SageMaker JumpStart - Amazon SageMaker

SageMaker JumpStart

SageMaker JumpStart provides pre-trained, open-source models for a wide range of problem types to help you get started with machine learning. You can incrementally train and tune these models before deployment. JumpStart also provides solution-templates that set up infrastructure for common use cases, and executable example notebooks for machine learning with SageMaker.

You can access the pre-trained models, solution templates, and examples through the JumpStart landing page in Amazon SageMaker Studio. The following steps show how to access JumpStart models and solutions using Amazon SageMaker Studio.

You can also access the models using the SageMaker Python SDK. For information about how to use JumpStart models programmatically via API, see Use SageMaker JumpStart Algorithms with Pretrained Models.

Open JumpStart

In Amazon SageMaker Studio, open JumpStart by using one of the following:

  • The JumpStart launcher in the Get Started section.

  • The JumpStart icon ( 
          The JumpStart icon.
        ) in the left sidebar.

  • The Browse JumpStart button in the launched assets pane.


          SageMaker Studio interface with JumpStart Launcher, JumpStart icon, and Browse
            JumpStart button.
Important

Before downloading or using third-party content: You are responsible for reviewing and complying with any applicable license terms and making sure that they are acceptable for your use case.

Using JumpStart

From the SageMaker JumpStart landing page, you can browse for solutions, models, notebooks, and other resources. You can also view your currently launched solutions, endpoints, and training jobs. Using the JumpStart search bar, you can search for topics of interest.

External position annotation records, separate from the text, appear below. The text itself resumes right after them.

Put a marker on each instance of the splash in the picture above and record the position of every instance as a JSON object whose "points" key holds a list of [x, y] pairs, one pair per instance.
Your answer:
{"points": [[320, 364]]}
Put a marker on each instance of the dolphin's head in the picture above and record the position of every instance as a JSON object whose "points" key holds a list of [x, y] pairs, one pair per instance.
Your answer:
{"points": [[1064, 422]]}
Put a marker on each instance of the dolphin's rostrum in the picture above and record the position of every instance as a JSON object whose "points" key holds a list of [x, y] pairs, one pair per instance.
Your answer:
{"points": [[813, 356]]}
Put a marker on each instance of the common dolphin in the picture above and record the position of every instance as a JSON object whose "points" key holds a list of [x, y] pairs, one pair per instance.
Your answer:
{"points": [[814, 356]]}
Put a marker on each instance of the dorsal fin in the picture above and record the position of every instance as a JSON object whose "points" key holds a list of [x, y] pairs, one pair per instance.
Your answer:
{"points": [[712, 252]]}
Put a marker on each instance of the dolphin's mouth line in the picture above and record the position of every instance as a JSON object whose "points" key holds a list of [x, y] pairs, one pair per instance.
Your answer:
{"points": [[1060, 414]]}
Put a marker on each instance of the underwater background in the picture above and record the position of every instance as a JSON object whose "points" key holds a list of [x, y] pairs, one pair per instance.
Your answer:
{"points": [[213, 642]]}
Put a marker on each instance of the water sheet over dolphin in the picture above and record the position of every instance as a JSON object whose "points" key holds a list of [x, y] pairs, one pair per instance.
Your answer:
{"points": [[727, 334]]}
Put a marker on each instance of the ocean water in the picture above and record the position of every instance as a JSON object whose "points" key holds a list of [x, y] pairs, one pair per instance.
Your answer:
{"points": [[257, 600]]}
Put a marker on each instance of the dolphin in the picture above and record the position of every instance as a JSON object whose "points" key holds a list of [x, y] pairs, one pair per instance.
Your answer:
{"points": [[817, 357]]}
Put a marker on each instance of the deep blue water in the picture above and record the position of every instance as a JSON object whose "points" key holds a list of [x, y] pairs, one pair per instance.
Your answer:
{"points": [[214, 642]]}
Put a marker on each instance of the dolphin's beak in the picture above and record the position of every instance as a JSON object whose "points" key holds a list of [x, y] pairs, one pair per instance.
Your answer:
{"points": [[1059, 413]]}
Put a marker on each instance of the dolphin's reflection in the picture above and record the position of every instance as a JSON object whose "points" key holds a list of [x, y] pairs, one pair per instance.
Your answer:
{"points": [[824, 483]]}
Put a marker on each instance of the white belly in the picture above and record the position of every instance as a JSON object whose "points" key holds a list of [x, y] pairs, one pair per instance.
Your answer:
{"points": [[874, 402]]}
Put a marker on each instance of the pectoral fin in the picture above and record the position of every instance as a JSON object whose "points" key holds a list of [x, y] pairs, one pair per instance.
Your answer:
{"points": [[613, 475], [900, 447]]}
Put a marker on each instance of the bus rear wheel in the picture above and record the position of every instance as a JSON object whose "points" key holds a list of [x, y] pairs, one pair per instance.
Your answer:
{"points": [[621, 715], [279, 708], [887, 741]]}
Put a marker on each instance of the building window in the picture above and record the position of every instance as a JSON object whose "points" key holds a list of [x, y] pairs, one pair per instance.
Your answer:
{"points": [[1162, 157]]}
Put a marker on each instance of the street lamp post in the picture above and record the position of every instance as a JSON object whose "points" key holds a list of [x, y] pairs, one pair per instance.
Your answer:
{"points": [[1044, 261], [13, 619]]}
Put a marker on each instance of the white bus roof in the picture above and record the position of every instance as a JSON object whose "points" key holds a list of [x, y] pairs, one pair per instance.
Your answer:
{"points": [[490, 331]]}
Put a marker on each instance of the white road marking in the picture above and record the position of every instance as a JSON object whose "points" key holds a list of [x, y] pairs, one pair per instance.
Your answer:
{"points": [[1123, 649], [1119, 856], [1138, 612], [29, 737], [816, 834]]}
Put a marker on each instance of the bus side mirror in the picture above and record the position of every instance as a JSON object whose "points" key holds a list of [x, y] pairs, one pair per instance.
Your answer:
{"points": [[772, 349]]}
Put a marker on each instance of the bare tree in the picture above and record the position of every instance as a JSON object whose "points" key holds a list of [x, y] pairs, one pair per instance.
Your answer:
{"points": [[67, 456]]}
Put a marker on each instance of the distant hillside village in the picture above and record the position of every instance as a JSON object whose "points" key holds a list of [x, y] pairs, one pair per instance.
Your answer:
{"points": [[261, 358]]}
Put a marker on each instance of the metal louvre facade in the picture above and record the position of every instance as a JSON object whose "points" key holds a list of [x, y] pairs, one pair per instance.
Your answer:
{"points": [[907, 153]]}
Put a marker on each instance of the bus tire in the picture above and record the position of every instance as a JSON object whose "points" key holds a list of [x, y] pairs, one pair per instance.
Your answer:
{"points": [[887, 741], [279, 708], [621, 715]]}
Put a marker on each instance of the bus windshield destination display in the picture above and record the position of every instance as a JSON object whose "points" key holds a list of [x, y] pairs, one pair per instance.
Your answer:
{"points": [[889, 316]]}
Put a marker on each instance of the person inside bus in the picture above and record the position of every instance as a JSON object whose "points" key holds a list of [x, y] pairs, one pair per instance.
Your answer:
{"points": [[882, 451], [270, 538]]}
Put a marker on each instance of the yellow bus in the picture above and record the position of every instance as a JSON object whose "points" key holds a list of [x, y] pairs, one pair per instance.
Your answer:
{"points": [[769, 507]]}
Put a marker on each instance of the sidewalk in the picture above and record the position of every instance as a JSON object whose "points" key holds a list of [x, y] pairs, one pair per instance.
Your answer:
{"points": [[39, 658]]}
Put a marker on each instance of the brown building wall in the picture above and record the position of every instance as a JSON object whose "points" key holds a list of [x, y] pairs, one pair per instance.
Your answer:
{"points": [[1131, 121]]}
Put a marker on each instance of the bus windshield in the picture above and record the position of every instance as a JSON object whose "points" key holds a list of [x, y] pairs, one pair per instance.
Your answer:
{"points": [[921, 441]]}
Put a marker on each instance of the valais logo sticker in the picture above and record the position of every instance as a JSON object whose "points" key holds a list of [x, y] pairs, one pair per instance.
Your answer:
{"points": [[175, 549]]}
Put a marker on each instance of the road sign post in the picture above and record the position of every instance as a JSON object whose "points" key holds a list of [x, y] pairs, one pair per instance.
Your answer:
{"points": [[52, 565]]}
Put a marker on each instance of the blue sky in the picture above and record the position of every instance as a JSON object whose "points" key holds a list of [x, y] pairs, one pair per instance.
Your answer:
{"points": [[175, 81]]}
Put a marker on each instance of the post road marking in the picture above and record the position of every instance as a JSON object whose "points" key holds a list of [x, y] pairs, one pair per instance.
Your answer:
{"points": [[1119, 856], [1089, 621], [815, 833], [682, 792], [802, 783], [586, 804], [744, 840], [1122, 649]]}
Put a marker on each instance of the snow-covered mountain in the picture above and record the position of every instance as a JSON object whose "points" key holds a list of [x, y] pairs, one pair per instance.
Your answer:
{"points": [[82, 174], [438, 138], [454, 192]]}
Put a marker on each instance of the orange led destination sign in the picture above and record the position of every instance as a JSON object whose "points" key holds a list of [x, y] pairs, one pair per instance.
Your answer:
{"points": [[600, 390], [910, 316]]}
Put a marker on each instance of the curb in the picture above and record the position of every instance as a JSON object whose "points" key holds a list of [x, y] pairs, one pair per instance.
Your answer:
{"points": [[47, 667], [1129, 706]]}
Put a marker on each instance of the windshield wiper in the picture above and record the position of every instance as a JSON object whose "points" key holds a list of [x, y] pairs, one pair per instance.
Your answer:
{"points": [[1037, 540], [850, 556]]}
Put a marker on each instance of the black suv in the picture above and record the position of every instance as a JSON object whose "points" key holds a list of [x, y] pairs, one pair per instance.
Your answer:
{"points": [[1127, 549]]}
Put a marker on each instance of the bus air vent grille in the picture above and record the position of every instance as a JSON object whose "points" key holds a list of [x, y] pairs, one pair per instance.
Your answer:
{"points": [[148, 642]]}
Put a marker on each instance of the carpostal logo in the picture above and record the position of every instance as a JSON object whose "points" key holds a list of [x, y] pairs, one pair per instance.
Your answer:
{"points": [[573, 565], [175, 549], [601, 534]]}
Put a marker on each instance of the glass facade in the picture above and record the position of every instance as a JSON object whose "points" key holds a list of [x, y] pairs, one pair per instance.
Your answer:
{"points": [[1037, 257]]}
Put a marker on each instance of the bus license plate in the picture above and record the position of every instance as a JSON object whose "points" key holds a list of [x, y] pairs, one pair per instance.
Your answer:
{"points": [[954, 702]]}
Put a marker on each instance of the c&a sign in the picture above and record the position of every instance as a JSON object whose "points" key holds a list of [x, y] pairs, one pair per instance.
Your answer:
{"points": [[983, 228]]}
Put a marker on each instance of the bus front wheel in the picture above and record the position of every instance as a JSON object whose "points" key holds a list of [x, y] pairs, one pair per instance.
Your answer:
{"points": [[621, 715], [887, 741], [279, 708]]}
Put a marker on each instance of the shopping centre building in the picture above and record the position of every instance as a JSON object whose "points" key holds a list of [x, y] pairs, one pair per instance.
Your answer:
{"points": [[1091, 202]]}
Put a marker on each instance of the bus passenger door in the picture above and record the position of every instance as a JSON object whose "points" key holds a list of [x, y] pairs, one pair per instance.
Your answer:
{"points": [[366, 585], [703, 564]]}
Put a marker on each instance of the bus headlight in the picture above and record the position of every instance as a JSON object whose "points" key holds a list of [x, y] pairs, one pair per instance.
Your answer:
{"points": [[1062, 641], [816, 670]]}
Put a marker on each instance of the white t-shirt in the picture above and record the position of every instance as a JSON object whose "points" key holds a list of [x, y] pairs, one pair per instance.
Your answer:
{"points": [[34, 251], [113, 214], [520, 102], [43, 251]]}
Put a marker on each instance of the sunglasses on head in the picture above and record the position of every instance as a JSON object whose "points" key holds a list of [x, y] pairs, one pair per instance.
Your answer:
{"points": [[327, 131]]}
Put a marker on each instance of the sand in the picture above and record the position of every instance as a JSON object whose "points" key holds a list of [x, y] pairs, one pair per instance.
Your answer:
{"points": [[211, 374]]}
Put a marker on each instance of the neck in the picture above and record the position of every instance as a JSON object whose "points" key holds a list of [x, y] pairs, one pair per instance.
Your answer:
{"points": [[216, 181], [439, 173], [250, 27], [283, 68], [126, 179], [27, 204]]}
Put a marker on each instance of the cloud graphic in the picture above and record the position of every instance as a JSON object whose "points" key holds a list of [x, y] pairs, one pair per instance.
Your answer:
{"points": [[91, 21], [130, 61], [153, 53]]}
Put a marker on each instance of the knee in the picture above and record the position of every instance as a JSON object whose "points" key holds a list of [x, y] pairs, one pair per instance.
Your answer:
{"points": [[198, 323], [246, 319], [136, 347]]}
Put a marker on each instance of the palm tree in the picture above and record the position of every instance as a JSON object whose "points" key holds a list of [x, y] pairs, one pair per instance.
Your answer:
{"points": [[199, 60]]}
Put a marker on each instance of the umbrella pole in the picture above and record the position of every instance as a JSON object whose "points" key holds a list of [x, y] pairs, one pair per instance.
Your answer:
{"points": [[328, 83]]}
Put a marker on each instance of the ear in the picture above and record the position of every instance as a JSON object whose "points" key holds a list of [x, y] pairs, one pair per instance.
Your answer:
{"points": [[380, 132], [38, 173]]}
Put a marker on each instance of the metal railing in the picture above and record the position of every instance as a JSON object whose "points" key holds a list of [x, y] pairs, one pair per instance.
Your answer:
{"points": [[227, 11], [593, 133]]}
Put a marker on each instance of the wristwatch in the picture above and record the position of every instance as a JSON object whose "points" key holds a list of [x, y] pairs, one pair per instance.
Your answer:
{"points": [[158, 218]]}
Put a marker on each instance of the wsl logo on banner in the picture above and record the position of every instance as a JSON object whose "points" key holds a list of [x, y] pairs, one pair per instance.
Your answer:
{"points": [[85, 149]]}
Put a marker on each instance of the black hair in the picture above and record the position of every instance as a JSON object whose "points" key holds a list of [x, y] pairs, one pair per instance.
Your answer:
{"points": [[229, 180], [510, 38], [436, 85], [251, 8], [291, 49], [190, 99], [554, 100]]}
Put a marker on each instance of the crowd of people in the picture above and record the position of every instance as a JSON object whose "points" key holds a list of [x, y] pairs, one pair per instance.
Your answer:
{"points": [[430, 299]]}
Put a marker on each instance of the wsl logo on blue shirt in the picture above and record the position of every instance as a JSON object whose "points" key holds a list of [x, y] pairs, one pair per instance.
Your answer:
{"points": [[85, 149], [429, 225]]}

      The SageMaker JumpStart landing page with search bar and autosuggest options.

You can find JumpStart resources by using search, or by browsing each category that follows the search panel:

  • Featured – The latest or most used solutions, models, and examples.

  • Solutions – In one step, launch comprehensive machine learning solutions that tie SageMaker to other AWS services. Select Explore All Solutions to view all available solutions.

  • Models – Find a model that fits your needs from the collection of text, vision, and tabular models. You can filter the collection by problem types, data types, and frameworks. Then, deploy and refine pre-trained models for image classification and object detection in one step. Select Explore All Models to view all available models.

  • Resources – Use example notebooks, blogs, and video tutorials to learn and head start your problem types.

    • Example notebooks – Run example notebooks that use SageMaker features like Spot Instance training and experiments over a large variety of model types and use cases.

    • Blogs – Read details and solutions from machine learning experts, hosted by Amazon.

    • Video tutorials – Watch video tutorials for SageMaker features and machine learning use cases from machine learning experts, hosted by Amazon.

Solution Templates

From the JumpStart landing page, get solution templates that set up the complete infrastructure for common use cases.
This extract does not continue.